Ellos habían cargado todo el peso y pagaban
sistemáticamente el precio de la resistencia, y
fueron ellos los que habían hecho posible la
reintegración militar y política de los lideres en
la lucha colectiva”.
La clave de la secuencia de acontecimientos reside
en lo que Fick llama las “actividades
autosostenidas” de las masas, la intensidad
excepcional de su movilización y determinación,
que permanecieron lo suficientemente poderosas
para superar las distintas tensiones regionales,
culturales y profesionales que contrariaban su
cooperación a largo plazo.
Los revolucionarios haitianos desmintieron de esta
manera por anticipado toda la lógica contemporánea
de la “intervención democrática”. La reciente
“introducción” de la democracia en Irak no es sino
el último en una larga lista de intentos
internacionales para imponer cambios políticos
interesados a gente cuya participación en el
proceso sólo se tolera si ella permanece
completamente obediente y pasiva; los haitianos,
en cambio, estaban determinados a permanecer los
sujetos, no los objetos, de su propia liberación.
(De este modo, asimismo, desafiaron por adelantado
esa categoría de “pasividad absoluta”, ese “resto”

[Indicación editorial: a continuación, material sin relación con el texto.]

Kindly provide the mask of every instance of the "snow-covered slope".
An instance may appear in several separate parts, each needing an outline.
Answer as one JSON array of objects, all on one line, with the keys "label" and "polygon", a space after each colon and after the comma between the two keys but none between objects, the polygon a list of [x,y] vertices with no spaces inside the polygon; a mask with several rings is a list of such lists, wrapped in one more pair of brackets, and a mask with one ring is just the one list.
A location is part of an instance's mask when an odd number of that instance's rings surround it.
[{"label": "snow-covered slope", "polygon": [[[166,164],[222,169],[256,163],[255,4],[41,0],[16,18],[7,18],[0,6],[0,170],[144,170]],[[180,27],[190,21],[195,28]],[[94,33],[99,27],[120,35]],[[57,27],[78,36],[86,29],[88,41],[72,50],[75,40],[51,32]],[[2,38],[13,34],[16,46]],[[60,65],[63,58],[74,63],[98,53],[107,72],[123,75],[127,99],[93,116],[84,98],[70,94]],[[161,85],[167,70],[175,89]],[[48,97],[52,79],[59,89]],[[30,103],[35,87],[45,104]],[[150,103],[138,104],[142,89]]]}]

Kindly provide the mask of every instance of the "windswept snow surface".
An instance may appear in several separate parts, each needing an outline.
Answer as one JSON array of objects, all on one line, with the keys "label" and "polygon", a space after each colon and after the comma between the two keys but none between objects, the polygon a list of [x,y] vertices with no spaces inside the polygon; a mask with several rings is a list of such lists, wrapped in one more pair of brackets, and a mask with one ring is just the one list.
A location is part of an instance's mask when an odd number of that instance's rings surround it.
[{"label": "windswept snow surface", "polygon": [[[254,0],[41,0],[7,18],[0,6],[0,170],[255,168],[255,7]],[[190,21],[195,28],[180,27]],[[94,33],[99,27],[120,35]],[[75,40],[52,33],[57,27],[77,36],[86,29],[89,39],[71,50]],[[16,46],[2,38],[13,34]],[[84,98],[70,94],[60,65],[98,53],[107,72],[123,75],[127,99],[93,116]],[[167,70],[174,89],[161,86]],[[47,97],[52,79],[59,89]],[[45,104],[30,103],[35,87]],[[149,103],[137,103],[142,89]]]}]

apenas humano que, en cierto sentido, revive en el
trabajo reciente de Giorgio Agamben sobre la vida
desnuda y los Muselmänner: mientras que
“antes de la revolución más de un esclavo tuvo que
ser azotado para poder moverlo de donde estaba
sentado”, James escribe, estos mismos
“infrahumanos” luego dieron “una de las batallas
revolucionarias mas grandes en la historia”).
7. La independencia haitiana ejemplifica
dramáticamente la relación compleja entre la
autoridad revolucionaria y la gente. De nuevo en
terca oposición a la opinión democrática de hoy,
desde Dessalines a Préval y Aristide la historia
haitiana presenta la articulación consistente de
la movilización política popular y el liderazgo
autoritario. No hace falta subrayar que la buena
suerte de la primera muchas veces sufrió de los
excesos del segundo. Sin embargo, no es menos
evidente que los argumentos a favor de la “reforma
democrática” y la “separación de poderes” han sido
fabricados por la minoría de propietarios
privilegiados de Haití, que colaboraron con sus
patrocinadores internacionales. Precisamente esta
clase de argumentos han paralizado la presidencia
de Aristide desde el primer momento en que él
asumió el poder. El modelo ya había sido definido
con la reacción contra el breve régimen de
Dessalines: en sus varios años como emperador (sin
duda alguna sanguinario y autócrata), Dessalines
introdujo tarifas en el comercio que eran muy poco
populares con la élite, dio pasos para destruir el
prejuicio entre los mulatos y los negros, y empezó
a dirigirse hacia una distribución mas justa de la
tierra agrícola. “Negros y mulatos,” él anunció,
“nosotros todos hemos luchado en contra de los
blancos; las propiedades que nosotros hemos
conquistado con el derrame de nuestra sangre nos
pertenecen todas a nosotros; mi intención es que
todas sean divididas de manera equitativa”.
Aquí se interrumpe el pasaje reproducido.